Veronique Van Elewyck (Universite Paris Diderot)

Description

ANTARES, the largest underwater neutrino telescope in the Northern Hemisphere, has been continuously operating since 2007 in the Mediterranean Sea. It consists of an array of vertical lines, hosting triplets of optical modules that detect the Cherenkov light emitted by charged particles originating from neutrino interactions in and around the detector. The transparency of the water allows for a very good angular resolution in the reconstruction of signatures of interactions from neutrinos of all flavors. This results in unprecedented sensitivity for neutrino source searches in the Southern Sky at TeV energies, so that valuable constraints can be set on the origin of the cosmic neutrino flux discovered by the IceCube detector. ANTARES also comprised an acoustic test system, dubbed AMADEUS, featuring 36 acoustic
sensors, which have been taking data from 2008 to 2015 in the context of a
feasibility study towards acoustic detection of ultra-high energy neutrinos in sea water.

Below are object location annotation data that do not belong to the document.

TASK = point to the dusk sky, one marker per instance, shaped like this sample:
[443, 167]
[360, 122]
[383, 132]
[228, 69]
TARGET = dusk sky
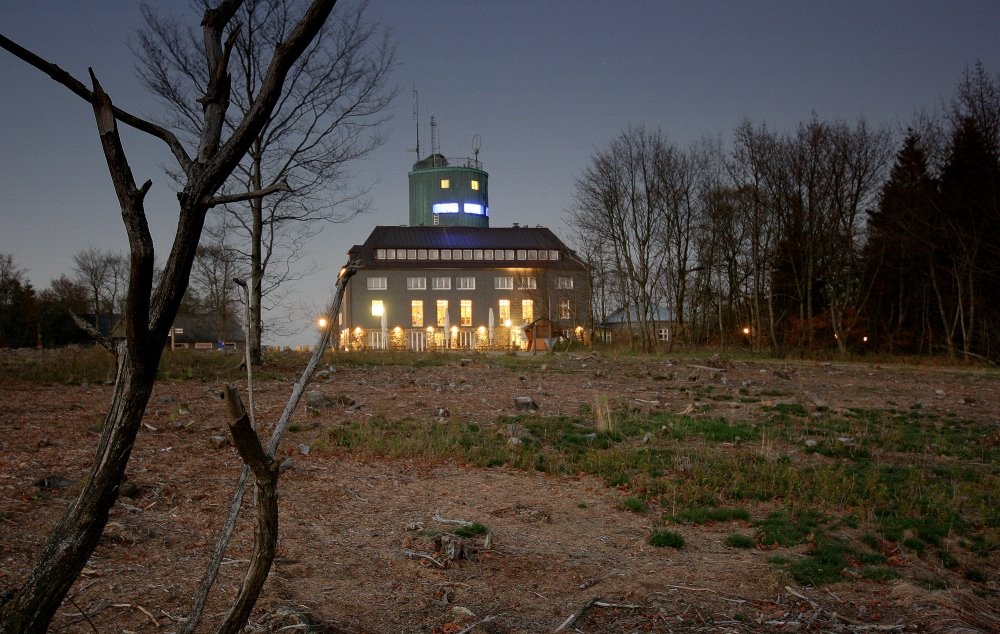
[543, 83]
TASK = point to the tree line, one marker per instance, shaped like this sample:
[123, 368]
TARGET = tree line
[831, 236]
[95, 291]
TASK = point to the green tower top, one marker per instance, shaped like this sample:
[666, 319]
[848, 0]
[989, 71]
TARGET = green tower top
[447, 195]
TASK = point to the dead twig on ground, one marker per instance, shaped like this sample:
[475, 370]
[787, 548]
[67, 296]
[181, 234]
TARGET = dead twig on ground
[479, 622]
[412, 554]
[441, 520]
[573, 618]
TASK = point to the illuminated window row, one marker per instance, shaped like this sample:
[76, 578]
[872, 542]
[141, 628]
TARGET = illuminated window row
[446, 184]
[467, 254]
[442, 317]
[452, 208]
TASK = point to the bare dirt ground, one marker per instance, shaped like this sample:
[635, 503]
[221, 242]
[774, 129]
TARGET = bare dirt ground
[353, 530]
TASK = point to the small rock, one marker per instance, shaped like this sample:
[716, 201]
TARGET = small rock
[53, 483]
[525, 403]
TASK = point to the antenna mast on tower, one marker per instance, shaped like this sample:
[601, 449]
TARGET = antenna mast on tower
[416, 117]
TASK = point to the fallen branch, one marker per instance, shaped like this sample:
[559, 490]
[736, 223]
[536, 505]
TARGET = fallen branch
[573, 618]
[478, 623]
[441, 520]
[412, 554]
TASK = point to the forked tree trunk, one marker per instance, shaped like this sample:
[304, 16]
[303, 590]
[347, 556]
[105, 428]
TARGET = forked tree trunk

Building on the successful experience of ANTARES the next generation KM3NeT neutrino telescope is now under construction in the Mediterranean Sea. Two detectors with the same technology but different granularity are foreseen: ARCA designed to search for high energy (TeV-PeV) cosmic neutrinos (~Gton instrumented volume, offshore Capo Passero, Italy) and ORCA that will focus on atmospheric neutrino oscillations at the GeV scale (with ~few Mtons instrumented volume, offshore Toulon, France), addressing the question of the neutrino mass hierarchy. KM3NeT provides an excellent framework for an improved acoustic detection test setup. The acoustic sensors dedicated to the position calibration of the detector can be used for neutrino detection investigations. New concepts, in particular fibre-based hydrophones, are also under study to further increase the sensitive volume of KM3NeT beyond the volume instrumented with optical detectors.

This talk presents an overview of the status and of the main results of ANTARES, and discusses the scientific perspectives for KM3NeT, with a focus on acoustic detection devices and methods.